叡敦さんのこの度の訴えは、損害賠償ではありません。

大阿闍梨と加害者僧侶の、天台宗僧籍をはく奪することを求めています。

性加害の苦しみは、いくらお金を積まれても消えるものではないし、汚い口封じのお金をもらった経緯から、そう判断したようです。

ただ、当の天台宗側の返答は芳しくありません。

天台宗務庁に対し、筆者はB氏の行いと主張されている内容についても見解を問う質問を送ったが、「現在、天台宗の宗規に照らし合わせながら、対応を検討しております」というのみ。
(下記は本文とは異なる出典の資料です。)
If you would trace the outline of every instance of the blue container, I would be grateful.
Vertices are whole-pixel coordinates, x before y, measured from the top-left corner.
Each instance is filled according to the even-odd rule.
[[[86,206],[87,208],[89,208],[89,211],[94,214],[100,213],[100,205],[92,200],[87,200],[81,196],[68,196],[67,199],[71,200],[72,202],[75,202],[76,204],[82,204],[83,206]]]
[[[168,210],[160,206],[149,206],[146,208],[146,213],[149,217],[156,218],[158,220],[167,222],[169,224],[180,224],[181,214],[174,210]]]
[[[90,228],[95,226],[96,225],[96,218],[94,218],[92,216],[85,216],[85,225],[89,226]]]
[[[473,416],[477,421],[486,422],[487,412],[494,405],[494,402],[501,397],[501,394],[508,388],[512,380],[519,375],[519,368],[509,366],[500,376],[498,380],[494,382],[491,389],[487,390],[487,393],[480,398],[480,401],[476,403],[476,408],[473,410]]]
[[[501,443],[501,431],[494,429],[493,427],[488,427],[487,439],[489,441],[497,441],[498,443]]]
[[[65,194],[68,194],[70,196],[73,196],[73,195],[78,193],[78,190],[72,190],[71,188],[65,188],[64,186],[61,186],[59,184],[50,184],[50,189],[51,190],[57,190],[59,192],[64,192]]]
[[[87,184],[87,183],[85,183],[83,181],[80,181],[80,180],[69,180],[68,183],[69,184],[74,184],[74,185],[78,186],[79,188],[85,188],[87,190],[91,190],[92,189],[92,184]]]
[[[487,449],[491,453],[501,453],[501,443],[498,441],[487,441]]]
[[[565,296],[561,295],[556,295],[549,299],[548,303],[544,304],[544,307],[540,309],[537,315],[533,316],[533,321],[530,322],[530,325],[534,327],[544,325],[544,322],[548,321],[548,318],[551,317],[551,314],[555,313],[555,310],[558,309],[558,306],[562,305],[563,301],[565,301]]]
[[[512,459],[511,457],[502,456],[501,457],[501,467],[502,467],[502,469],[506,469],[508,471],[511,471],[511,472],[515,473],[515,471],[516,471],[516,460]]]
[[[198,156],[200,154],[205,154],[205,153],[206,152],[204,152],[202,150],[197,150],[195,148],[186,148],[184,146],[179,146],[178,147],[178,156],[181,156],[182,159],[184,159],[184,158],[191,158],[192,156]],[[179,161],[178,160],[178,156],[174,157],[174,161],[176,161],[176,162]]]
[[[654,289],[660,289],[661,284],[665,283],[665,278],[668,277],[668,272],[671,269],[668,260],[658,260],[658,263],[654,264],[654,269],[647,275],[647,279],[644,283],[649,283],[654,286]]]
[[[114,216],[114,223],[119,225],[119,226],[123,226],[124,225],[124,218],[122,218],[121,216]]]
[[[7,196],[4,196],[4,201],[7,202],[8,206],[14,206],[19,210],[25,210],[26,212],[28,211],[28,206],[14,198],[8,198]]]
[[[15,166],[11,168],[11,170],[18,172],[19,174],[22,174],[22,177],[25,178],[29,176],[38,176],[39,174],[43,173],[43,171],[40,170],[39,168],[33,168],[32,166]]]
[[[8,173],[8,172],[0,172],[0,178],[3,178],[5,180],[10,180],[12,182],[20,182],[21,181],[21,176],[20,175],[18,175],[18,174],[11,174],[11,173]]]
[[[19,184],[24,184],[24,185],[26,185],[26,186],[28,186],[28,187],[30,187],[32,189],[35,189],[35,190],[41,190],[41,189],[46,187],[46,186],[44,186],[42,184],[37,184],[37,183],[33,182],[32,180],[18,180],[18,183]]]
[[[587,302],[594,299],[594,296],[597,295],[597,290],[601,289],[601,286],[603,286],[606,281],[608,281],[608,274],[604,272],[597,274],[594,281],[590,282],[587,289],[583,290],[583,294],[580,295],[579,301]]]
懲戒審理申告を正式に受理するかも含めて対応を検討中だという。

ニュース・ポストセブン引用

おそらく、日本に6人しかないという、大阿闍梨であることが、その歯切れの悪い態度の原因でしょう。

加害者側が、下っ端の僧侶だったら、鼻息荒くして「けしからん!」って懲罰を決定すると思いますよ。

天台宗務庁が、大阿闍梨に逆らえるかな・・・

それでも、もし、天台宗側が、叡敦さんの訴えを握りつぶして、当のふたりにお咎めなし!という判断を下したとしたら、それこそ、天台宗の威厳は地に落ちることでしょう。

この度、叡敦さんは、同じような立場で虐げられている女性の希望になったことと思います。

自衛隊の性加害問題やジャニーズの件など、声を上げる性被害者が出てきています。

まだまだ加害者側を擁護する声が多く、被害者に暴言を浴びせる輩もいるようですから、十分には変わっていませんが。

それでも、戦う被害者が出てきたことは、喜ばしいことです。

命を懸けて修行をし、仏に使える高僧ならば、嘘のない供述をしてほしいものですね。